SoftBank is launching an emergency ¥4.5tn ($41bn) asset sale to fund a share buyback and debt reduction, in a determined effort by Masayoshi Son to stem a collapse in the company’s share price sparked by the coronavirus crisis.
Shares in the Japanese technology group soared almost 19 per cent on Monday after it unveiled the programme, which includes a plan to repurchase ¥2tn of its own shares on top of the ¥500bn buyback it promised 10 days ago. Combined, SoftBank would be repurchasing 45 per cent of its stock.
“This programme will be the largest share buyback and will result in the largest increase in cash balance in the history of SBG [SoftBank Group], reflecting the firm and unwavering confidence we have in our business,” Mr Son, the group’s founder and chief executive, said in a statement.
SoftBank did not disclose which assets it would sell over the next 12 months from its sprawling portfolio, but analysts are focusing on its $140bn stake in Chinese ecommerce group Alibaba.

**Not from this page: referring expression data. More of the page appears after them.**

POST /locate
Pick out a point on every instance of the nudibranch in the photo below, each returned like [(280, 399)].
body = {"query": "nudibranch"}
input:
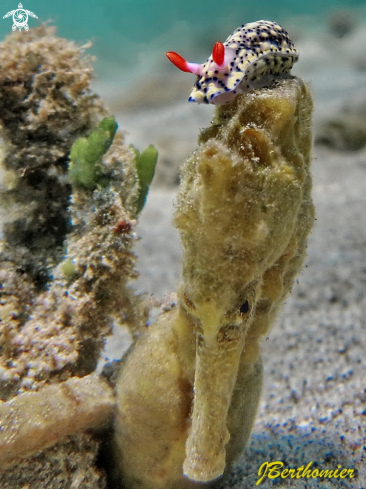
[(252, 57)]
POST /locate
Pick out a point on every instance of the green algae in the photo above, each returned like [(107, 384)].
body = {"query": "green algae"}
[(86, 156)]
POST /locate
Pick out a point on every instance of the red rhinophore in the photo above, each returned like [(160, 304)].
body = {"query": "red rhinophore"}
[(122, 227), (218, 53), (178, 61)]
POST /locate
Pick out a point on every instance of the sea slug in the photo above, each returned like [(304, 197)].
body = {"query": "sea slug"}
[(250, 58)]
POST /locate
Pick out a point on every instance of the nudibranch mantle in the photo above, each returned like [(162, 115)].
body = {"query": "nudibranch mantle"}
[(252, 57)]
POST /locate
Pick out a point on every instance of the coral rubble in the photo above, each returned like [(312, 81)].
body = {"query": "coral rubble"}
[(65, 257), (188, 392)]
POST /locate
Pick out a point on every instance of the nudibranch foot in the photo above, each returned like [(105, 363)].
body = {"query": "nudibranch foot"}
[(252, 57)]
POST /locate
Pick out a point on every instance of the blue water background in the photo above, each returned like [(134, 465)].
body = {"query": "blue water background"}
[(130, 37)]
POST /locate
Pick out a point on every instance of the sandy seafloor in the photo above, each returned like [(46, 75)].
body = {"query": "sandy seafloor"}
[(313, 406)]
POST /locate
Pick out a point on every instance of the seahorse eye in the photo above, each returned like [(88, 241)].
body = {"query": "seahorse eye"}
[(244, 308)]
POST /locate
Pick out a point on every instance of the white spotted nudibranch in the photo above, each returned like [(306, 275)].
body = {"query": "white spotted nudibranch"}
[(252, 57)]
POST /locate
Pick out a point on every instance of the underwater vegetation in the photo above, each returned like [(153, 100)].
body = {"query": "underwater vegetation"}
[(187, 393)]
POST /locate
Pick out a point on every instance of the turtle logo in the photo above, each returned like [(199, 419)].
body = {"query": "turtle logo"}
[(20, 18)]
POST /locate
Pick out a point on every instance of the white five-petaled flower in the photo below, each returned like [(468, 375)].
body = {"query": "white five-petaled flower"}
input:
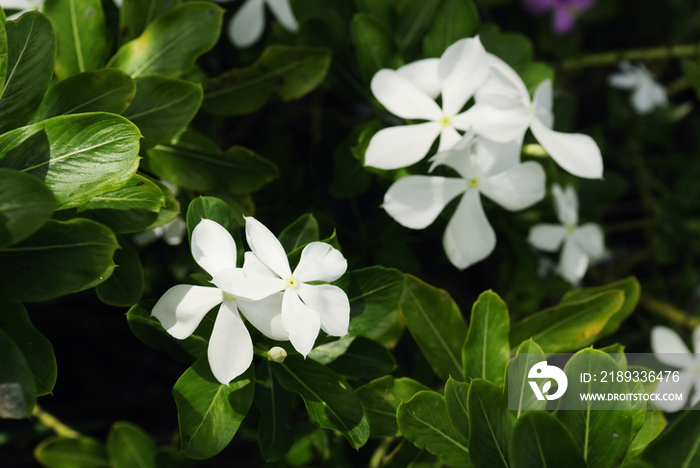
[(410, 93), (504, 111), (484, 167), (669, 349), (581, 243), (248, 24), (647, 94), (305, 308), (183, 307)]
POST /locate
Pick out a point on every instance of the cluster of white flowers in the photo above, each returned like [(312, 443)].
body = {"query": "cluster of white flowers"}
[(487, 157), (281, 304)]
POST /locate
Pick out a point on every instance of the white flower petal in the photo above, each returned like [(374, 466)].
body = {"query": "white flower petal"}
[(320, 262), (395, 147), (468, 238), (332, 305), (574, 152), (516, 188), (230, 349), (213, 247), (462, 69), (415, 201), (182, 307), (248, 24), (403, 98), (282, 10), (266, 247), (547, 237), (266, 316), (301, 322), (423, 74)]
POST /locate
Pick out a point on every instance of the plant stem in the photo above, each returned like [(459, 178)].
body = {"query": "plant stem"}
[(53, 423), (642, 55)]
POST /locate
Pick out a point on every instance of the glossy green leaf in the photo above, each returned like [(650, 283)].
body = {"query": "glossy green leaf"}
[(192, 162), (485, 351), (83, 42), (170, 44), (281, 72), (423, 420), (31, 48), (540, 441), (571, 325), (162, 107), (490, 425), (437, 325), (330, 401), (209, 412), (36, 349), (64, 452), (453, 20), (106, 90), (77, 156), (59, 259), (381, 398), (25, 205), (128, 446)]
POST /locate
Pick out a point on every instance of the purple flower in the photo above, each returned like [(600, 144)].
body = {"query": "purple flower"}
[(565, 11)]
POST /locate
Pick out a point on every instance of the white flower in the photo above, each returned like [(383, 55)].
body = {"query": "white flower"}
[(504, 111), (410, 93), (247, 25), (647, 94), (581, 243), (669, 349), (183, 307), (305, 307), (488, 168)]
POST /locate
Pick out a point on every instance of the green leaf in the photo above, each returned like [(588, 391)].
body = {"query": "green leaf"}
[(128, 446), (282, 72), (373, 294), (59, 259), (330, 401), (423, 420), (195, 163), (375, 45), (570, 325), (453, 20), (170, 44), (381, 398), (82, 39), (105, 90), (485, 351), (540, 441), (36, 349), (437, 325), (299, 233), (31, 48), (209, 412), (77, 156), (162, 107), (25, 205), (490, 425), (64, 452)]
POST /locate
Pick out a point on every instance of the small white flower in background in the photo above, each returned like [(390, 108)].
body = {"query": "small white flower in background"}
[(305, 308), (647, 94), (504, 111), (669, 349), (581, 243), (488, 168), (248, 24), (410, 93)]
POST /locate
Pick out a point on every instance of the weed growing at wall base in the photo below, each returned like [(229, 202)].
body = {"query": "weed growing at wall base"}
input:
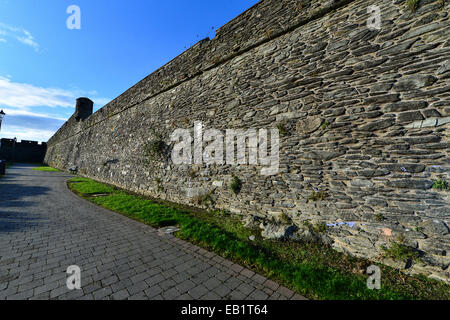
[(315, 271)]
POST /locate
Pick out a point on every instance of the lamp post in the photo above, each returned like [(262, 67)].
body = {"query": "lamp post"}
[(2, 114)]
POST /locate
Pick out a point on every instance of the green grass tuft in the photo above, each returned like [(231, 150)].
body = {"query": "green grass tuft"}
[(441, 185), (47, 169)]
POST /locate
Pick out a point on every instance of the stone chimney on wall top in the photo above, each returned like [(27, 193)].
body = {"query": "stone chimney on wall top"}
[(83, 109)]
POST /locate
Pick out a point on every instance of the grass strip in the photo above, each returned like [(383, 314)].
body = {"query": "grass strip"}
[(47, 169), (313, 270)]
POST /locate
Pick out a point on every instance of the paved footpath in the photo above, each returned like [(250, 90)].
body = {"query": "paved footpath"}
[(44, 228)]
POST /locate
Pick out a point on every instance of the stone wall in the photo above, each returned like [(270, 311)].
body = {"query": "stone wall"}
[(363, 117), (24, 151)]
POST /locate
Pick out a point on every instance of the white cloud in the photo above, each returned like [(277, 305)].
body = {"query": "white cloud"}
[(11, 112), (19, 34), (23, 95), (23, 102)]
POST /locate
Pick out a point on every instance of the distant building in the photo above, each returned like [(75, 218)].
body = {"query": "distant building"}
[(24, 151)]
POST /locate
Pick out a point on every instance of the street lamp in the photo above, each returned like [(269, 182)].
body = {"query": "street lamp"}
[(2, 114)]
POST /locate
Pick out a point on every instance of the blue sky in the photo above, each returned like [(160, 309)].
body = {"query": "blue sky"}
[(44, 66)]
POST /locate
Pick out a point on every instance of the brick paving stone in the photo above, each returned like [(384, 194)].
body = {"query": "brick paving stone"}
[(119, 258)]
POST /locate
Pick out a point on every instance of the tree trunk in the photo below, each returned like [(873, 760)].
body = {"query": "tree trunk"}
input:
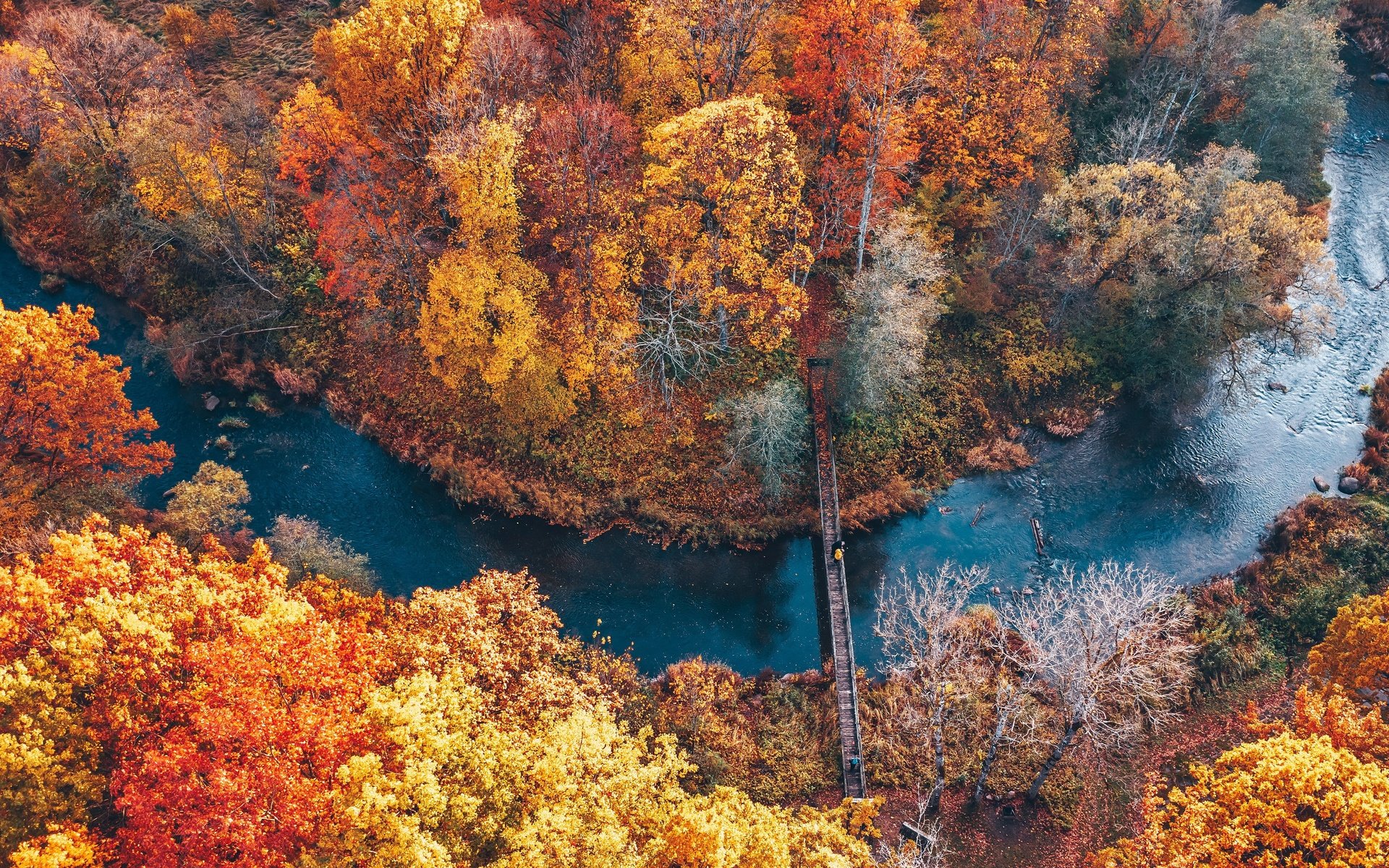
[(1058, 752), (988, 760), (939, 746), (865, 210)]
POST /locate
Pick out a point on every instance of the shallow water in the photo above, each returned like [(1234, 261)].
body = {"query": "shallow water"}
[(1186, 499)]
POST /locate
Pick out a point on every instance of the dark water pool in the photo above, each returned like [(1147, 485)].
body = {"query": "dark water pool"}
[(1188, 499)]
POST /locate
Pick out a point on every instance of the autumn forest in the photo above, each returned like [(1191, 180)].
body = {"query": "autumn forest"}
[(572, 259)]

The asset sale comes amid a tumultuous period for the Japanese conglomerate. On Monday the Financial Times reported that Leon Black’s Apollo Global Management hedge funds had placed a large short bet against bonds issued by SoftBank, a trade that Apollo had discussed with investors at a presentation in December, according to two people in attendance, citing concerns over SoftBank’s debt load.
Meanwhile, the conglomerate’s woes over its investment in lossmaking office space provider WeWork entered a newly acrimonious phase this week, as two of WeWork’s directors, Bruce Dunlevie and Lew Frankfort, publicly attacked the Japanese conglomerate over its attempts to renege on an agreed purchase of $3bn of WeWork’s stock.
“Not only is SoftBank obligated to consummate the tender offer as detailed by the master transaction agreement, but its excuses for not trying to close are inappropriate and dishonest,” the pair said on Sunday.
SoftBank’s new programme would represent about 17 per cent of the $245bn in assets SoftBank currently owns, which also includes US carrier Sprint and UK chip designer Arm.
Elliott Management, the $40bn US activist fund, recently built a $2.5bn stake in SoftBank, demanding a $20bn share buyback and greater transparency for the $100bn Vision Fund.
SoftBank’s share price has halved over the past month due to market concerns that the group, which is already saddled with net debt of $55bn, will face a bigger financial burden as its investments in ride-hailing and hotel groups are hit by the economic fallout of the coronavirus pandemic.
Among its other investments backed by its Vision Fund, Oyo Hotels, the Indian hospitality start-up, is reducing its workforce in China, while operating losses at London-based tech company Improbable Worlds jumped almost two-thirds in its latest financial year.
“We know that the Vision Fund could be dangerous but we don’t know where or how much,” said Kirk Boodry, a tech analyst at Redex Holdings who publishes on research platform Smartkarma. “When the bad things come out, people are now ready to have something to fall back on.”
SoftBank paired its share buyback announcement with a plan to pay down its debt, a move that came after credit-rating agency S&P Global recently cut its outlook on the company.
“The issue [for investors in SoftBank] was that they had the ability to sell assets in order to make a much stronger balance sheet and they just didn’t seem to want to do it until now,” said Mr Boodry.